In "real life," you definitely can't multiply (ignoring dot and cross product) vectors of a different dimension (like you can't multiply a 2D geometric vector with a 3D one, the dimensions don't match up so it would have no meaning) - but you most definitely can multiply two different polynomials, like x and x^2 - just add the exponents to get x^3.
But by the laws of linear algebra, multiplying two vectors together is illegal for all vectors, whether they be geometric or polynomials. They can only be added together or multiplied by scalars. You can't multiply two columns of a matrix, for example. Just add them together in different proportions.
Why the inconsistency? Is this just some artificial restriction imposed on polynomials to analyze them in a specific way, or is it a property of polynomials that I'm misunderstanding?
Either way, can you please explain why? Thanks.
You can map polynomials to vectors, e.g. $$ \phi : P_n[x] \to \mathbb{F}^{n+1} \\ \phi \left( \sum_{k=0}^n a_k x^k \right) = (a_0, \dotsc, a_n) $$ and do linear algebra with those vectors. (I identify the vectors of coordinates with the vectors for simplicity)

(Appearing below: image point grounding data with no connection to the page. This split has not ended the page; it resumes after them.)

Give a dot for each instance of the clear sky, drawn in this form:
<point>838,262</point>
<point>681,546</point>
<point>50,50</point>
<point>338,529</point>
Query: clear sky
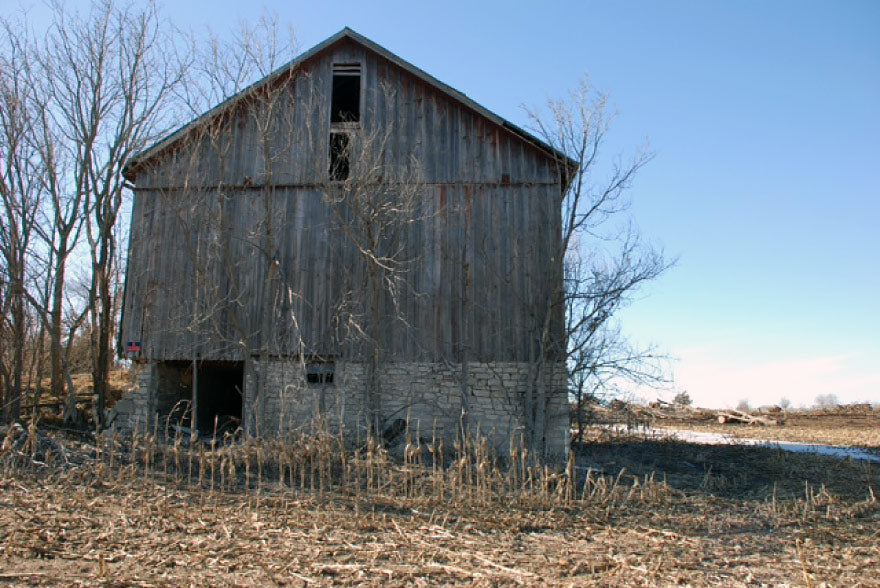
<point>765,119</point>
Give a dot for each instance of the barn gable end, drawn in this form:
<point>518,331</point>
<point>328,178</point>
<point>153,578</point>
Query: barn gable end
<point>205,284</point>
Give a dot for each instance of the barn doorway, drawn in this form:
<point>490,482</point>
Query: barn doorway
<point>219,398</point>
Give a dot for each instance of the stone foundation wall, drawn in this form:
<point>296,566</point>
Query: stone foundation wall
<point>425,395</point>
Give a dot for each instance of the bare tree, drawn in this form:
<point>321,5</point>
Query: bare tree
<point>20,202</point>
<point>599,261</point>
<point>374,196</point>
<point>107,76</point>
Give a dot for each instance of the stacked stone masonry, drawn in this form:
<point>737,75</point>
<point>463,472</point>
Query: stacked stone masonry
<point>425,395</point>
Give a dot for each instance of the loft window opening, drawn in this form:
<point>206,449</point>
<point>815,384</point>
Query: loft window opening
<point>345,102</point>
<point>339,156</point>
<point>320,372</point>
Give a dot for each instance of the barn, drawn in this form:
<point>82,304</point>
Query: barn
<point>348,243</point>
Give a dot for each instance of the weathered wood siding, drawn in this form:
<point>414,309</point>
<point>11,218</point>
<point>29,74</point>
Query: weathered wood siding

On the other hand you can do this with other, different objects as well, e.g. for linear cost functions $$ \Psi: (\mathbb{F}^{n+1})^* \to \mathbb{F}^{n+1} \\ \Psi(c^\top x) = \Psi \left( \sum_{k=1}^{n+1} c_k x_k \right) = (c_1, \dotsc, c_{n+1}) $$ This is abstraction at work, we leave out the details and just focus on the vector aspect here.
This does not mean that the original objects might not have additional features.
So a useful multiplication between polynomials to polynomials is such an additional feature that polynomials possess, but that not all other objects that can be mapped to vectors, like the cost functions above, or geometric vectors, share. This is not a bad thing.